Sanjeev Sharma Blog
A fine WordPress.com site
Debug kernel panics
调试kernel panics
Debugging Analysis of Kernel panics and Kernel oopses using System Map:
使用system map 调试分析kernel panics 和kernel oopses:
There are various ways to debug an kernel like debugging by printing ,Using kernel symbols,Using a kernel debugger but this page describes some tricks and techniques to help Interpreting an Oops message and Kernel panic but before going forward we should understand what is kernel OOPS and panic.
有许多各种各样的debug kernel的方法,如使用print函数,使用kernel symbols,使用kernel debugger工具,此处介绍一些技巧帮助理解oops消息和kernel panic日志,首先我们了解一下什么是kernel Oops和kernel panic
A kernel panic is an action taken by an operating system upon detecting an internal fatal error from which it cannot safely recover and force the system to do a controlled system hang / reboot due to a detected run-time system malfunction (not necessarily an OOPS). The operation of the panic kernel feature may be controllable via run-time sysconfig settings such as hung task handling. This is a kernel panic.
kernel panic是操作系统检测到内部致命错误后采取的行动,由于检测到运行时的故障,不能安全恢复,强制系统挂起/重启时。不一定是Oops。内核panic的特性是操作可以通过运行时sysconfig设置(如挂起任务处理)进行控制。
OOPS are due to the Kernel exception handler getting executed including macros such as BUG() which is defined as an invalid instruction. Each exception has a unique number. Some “oops”es are bad enough that the kernel decides to execute the panic feature to stop running immediately. This is a kernel crash optionally followed by invoking a panic.
Oops是由于内核异常处理程序被执行,包括一些宏,例如定义为无效指令的BUG()。每个异常都有一个唯一的编号。有些“Oops”的错误已经足够严重,以至于内核决定执行panic特性以立即停止运行。这是一个可选的内核崩溃,然后调用panic。
When a Kernel OOPS is encountered in a running kernel an OOPS message like ([ 67.994624] Internal error: Oops: 5 [#1] XXXXXXXXXXX) is displayed on the screen. The OOPS message contains the following: the values of the CPU registers, the address of the function that invoked the failure i.e PC, the stack, and the name of the current process executing. By using this OOPS statement, you can begin to debug the specific problem in the kernel. However, sometimes this OOPS message is insufficient.
当kernel运行时遇到 Oops,形如 ([ 67.994624] Internal error: Oops: 5 [#1] XXXXXXXXXXX)的Oops消息回显示在屏幕上。Oops消息包含如下:CPU寄存器的值,调用故障的函数的地址,例如,当前正在执行的进程的名称,通过Oops语句,可以开始调试内核中的特定问题。然而,有时这个Oops消息是不够的。
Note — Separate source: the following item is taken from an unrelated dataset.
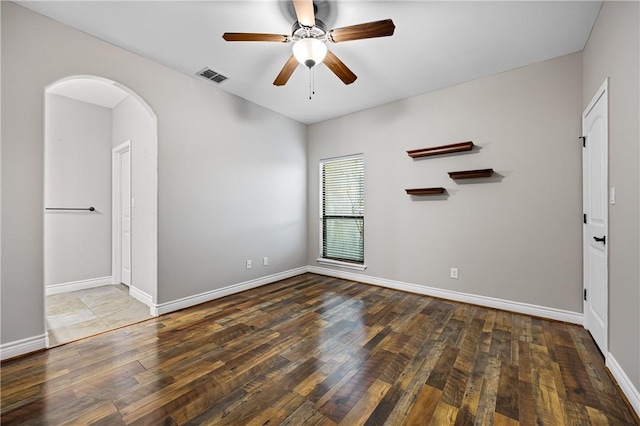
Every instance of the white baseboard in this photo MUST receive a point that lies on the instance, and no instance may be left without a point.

In Linux, the System.map file is a symbol table used by the kernel.The System.map is required when the address of a symbol name, or the symbol name of an address, is needed. It is especially useful for debugging kernel panics and kernel oopses. The kernel does the address-to-name translation itself when CONFIG_KALLSYMS is enabled so that tools like ksymoops are not required.
在linux中,System.map文件时内核使用的符号表。当需要符号名的地址或地址的符号名时,System.map是必需的。它对于调试kernel panic和kernel oops特别有用,当启用CONFIG_KALLSYMS时,内核会执行从地址到名称的转换,这样就不需要像ksymoops这样的工具了。
More detailed information can be found here System.map.
Note: Addresses inside System.map may change from one build to the next or in another word new System.map is generated for each build of the kernel however it is must to have System.map of the same Linux kernel on which Kernel panics/oopses has been reported to debug the problem.
System.map中的地址可能随着System.map的更新而改变,所以System.map必须对应linux kernel对应kernel panic/oops才能调试问题。
Note in the kernel backtraces in the logs, the kernel finds the nearest symbol to the address being analysed. Not all function symbols are available because of inlining, static, and optimisation so sometimes the reported function name is not the location of the failure.
注意:在内核回溯日志中,内核会找到与被分析地址最近的符号。由于内联、静态和优化等原因,并非所有函数符号都可用,因此有时报告的函数名并不是故障发生的位置。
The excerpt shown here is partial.